Table of Contents
2. Formal Analysis
3. Rhetoric and Stylistic Devices
3.1.1 Biblical Allusions
3.1.2 Trade Imagery
3.1.3 War Imagery
4. Elegiac Aspects
List of Works Cited
After Rudyard Kipling came to fame in the 1890s with poems such as "Mandalay", "Tommy" and "The White Man's Burden", he was increasingly associated with jingoism and imperialism. Indeed, his most popular poems reflect a sense of glamour and excitement about war and Kipling himself was rather open about his anti-liberalism. When the outbreak of the First World War was imminent, Kipling manifested his militarist inclination in his poem "For All We Have and Are", which can essentially be summed up as a public call to arms.

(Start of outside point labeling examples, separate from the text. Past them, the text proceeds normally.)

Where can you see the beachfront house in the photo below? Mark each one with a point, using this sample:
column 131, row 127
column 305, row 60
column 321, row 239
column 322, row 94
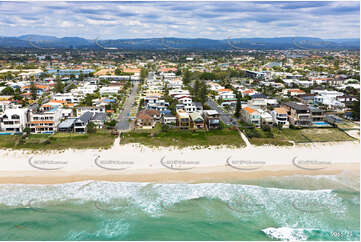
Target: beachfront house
column 212, row 119
column 13, row 120
column 280, row 117
column 298, row 114
column 45, row 120
column 197, row 121
column 251, row 116
column 183, row 120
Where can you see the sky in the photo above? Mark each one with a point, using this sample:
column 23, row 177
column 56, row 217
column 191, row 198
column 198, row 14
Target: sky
column 215, row 20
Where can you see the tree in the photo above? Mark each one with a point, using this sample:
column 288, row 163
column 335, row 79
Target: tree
column 9, row 91
column 143, row 74
column 88, row 99
column 33, row 91
column 203, row 94
column 186, row 77
column 196, row 88
column 91, row 127
column 59, row 87
column 117, row 72
column 356, row 110
column 238, row 106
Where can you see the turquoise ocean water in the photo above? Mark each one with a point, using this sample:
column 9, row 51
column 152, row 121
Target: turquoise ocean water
column 275, row 208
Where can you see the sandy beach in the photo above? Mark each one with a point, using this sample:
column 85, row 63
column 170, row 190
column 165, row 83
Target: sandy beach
column 169, row 165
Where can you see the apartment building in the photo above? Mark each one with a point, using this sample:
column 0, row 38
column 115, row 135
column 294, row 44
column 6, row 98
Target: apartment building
column 183, row 119
column 298, row 114
column 212, row 119
column 197, row 121
column 280, row 117
column 45, row 121
column 14, row 120
column 251, row 116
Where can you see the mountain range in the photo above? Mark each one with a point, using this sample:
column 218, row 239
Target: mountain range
column 46, row 42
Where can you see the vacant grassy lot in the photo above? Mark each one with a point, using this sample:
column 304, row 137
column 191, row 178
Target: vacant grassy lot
column 326, row 135
column 184, row 138
column 59, row 141
column 283, row 136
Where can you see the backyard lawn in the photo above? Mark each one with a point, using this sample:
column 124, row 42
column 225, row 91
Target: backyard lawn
column 58, row 141
column 184, row 138
column 283, row 136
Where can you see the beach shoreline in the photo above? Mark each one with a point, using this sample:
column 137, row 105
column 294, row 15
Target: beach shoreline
column 201, row 175
column 136, row 163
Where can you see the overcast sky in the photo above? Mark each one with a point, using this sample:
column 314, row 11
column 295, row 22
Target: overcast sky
column 216, row 20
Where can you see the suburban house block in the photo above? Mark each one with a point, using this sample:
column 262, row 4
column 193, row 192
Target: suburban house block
column 280, row 117
column 14, row 120
column 298, row 114
column 212, row 119
column 183, row 119
column 251, row 116
column 197, row 120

The tone in Kipling's poetry changed towards "a new air of
sadness and loss" (Keating 199) when his 18 year-old only son John was reported wounded and missing at the Battle of Loos in 1915 and his body was never recovered. While Kipling shared this fate with many other parents at the time, the irony - and tragedy - lies in the fact that Kipling himself had pulled strings to get his son a commission in the Irish Guards after the boy's extremely poor eyesight had prevented his initial attempts at enlisting.

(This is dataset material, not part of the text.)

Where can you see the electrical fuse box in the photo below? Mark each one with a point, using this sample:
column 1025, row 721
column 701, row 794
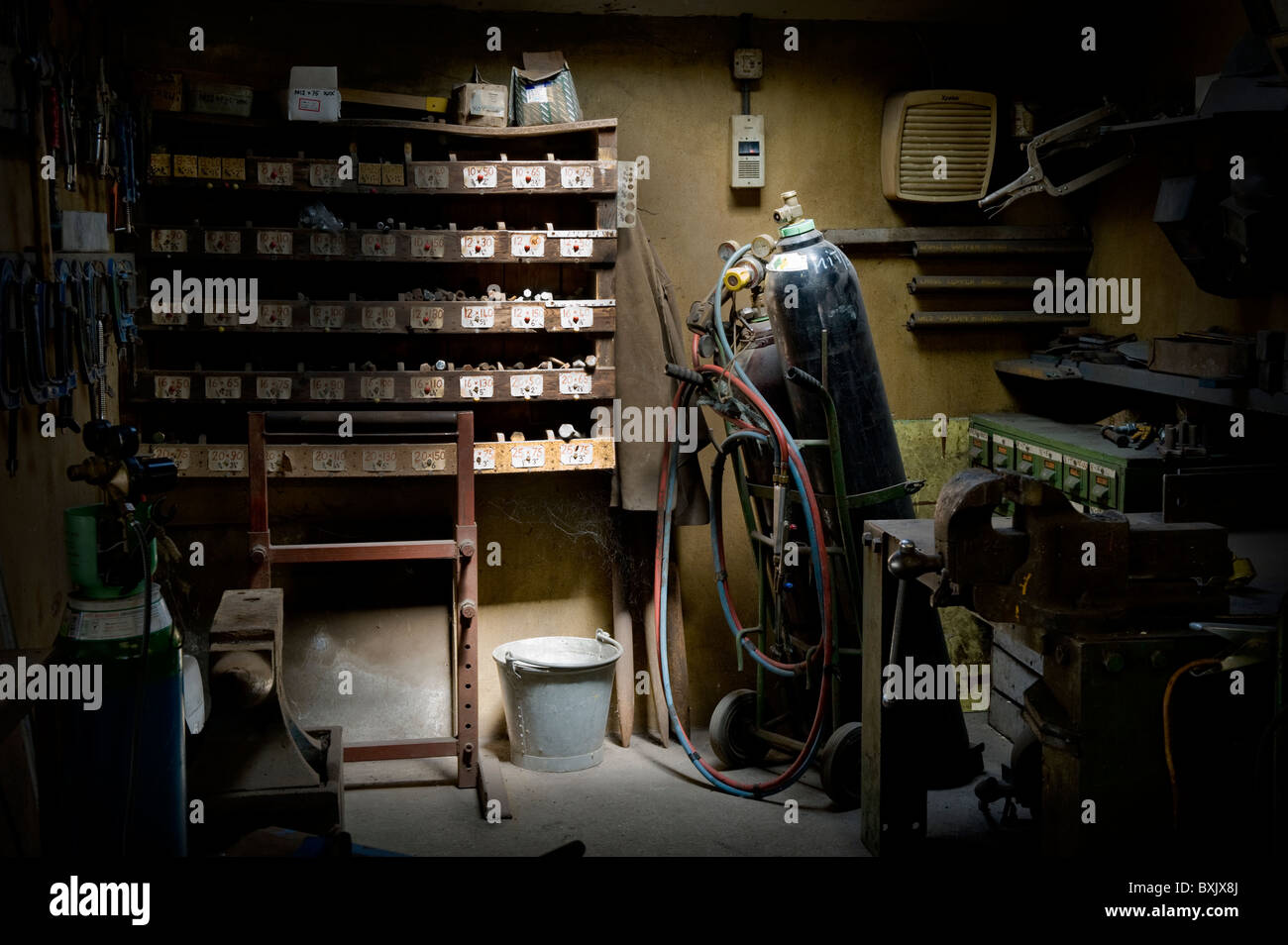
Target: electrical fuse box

Sadly, the poems that dealt with this bereavement never received as
much attention as his early verse and were considered "synthetic", having a "dulling effect" (Wilson 63). One of these poems is "The Children", published in 1918 in his last collection of verse A Diversity of Creatures.
Taking "The Children" as an example, the aim of this research paper here is to demonstrate a different, non-imperialist and elegiac side of Kipling. Furthermore, it will be examined in how far the accusations of low quality are justified and whether this automatically results in a dull poem.
2. Formal Analysis
According to George Parfitt "there was a well-established style for 'public' verse which was appropriate for the prevalent sentiments felt at the outbreak of the war" (8). To him, this particular style is best exemplified in W.E. Henley's "A Song to an Old Tune", which he describes as "rhythmically regular and verbally undemanding, using alliteration, internal rhyme and proper names to create a sense of national unity" (8-9).

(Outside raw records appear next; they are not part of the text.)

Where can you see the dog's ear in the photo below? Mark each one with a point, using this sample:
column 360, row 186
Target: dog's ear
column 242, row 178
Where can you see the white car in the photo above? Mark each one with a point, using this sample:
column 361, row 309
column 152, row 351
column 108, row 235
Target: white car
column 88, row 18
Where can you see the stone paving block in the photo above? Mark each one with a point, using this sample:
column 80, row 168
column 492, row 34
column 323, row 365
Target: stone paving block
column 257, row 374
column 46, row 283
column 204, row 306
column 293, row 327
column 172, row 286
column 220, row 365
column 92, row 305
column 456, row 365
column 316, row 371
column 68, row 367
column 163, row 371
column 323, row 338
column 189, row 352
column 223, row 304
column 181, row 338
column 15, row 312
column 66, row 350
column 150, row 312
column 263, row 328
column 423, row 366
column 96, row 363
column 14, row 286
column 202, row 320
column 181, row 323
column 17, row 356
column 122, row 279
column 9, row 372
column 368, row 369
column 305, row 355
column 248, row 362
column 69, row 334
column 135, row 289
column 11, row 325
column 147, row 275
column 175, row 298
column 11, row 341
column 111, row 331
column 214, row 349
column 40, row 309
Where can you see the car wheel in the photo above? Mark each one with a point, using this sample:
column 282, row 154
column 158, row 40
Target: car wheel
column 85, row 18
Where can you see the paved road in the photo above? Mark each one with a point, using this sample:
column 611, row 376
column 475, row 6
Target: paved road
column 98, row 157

"The Children" fulfils the criterion of being verbally undemanding. Though the vocabulary of the poem cannot be considered colloquial, there is no use of technical terms or foreign expressions. There is no use of alliteration or place names either, but the imagery is comprehensible enough for the poem's essential meaning to be easily accessible. An unnamed speaker addresses an unknown audience and speaks representatively for any one who has lost a child during the the First World War. The repetitive use of "we", "our" and "us" throughout the poem heightens the sense of a collective, as exemplified in the first line of the poem:
These were our children who died for our lands;
they were dear in our sight.
The aspect of rhythm on the other hand proves to be more difficult. Although it is rhythmically not completely irregular, there is a certain feeling to the poem that "in spite of a Swinburnian measure and fluent double-rhyming" the lines "are merely consecutive lengths of prose"
("A Diversity of Creatures" 321). If one compares "The Children" to Swinburne's most famous poem "Hymn to Proserpine", the only common factor between the two poems seems to be the use of rhyming couplets. While both poems are indeed characterized by long lines, Kipling's poem is lacking Swinburne's fluency:
They bought us anew with their blood, forbearing to blame us, Those hours which we had not made good when the Judgement o'ercame us. (ll. 10-11)
Whither they mirthfully hastened as jostling for honour―
Not since her birth has our earth seen such worth loosed upon her.
As both examples illustrate, the second lines of the rhyming couplets are considerably longer, especially in the first example where the author even shortened the line by means of a syncope. The rhyme "honour/ upon her" verges on being a mosaic rhyme which is "a rhyme of two or more syllables, with more than one word making a part of the rhyme unit" (Cuddon 521). The two syllables of "honour" rhyme with the syllables of "upon her", which appears rather unskilled. The poem sounds disrupted and less fluent. For Kipling's poetry, this is somewhat unusual considering that some of his most popular poems are military ditties, such as his Barrack-Room Ballads, and patriotic hymns like the nationalistic "For All We Have and Are". Yet before concluding that this is proof of low quality versification, a possible argument could be that the long and disrupted lines are merely reflecting the parents' confusion over their loss and their difficulty of getting on smoothly with their everyday routine.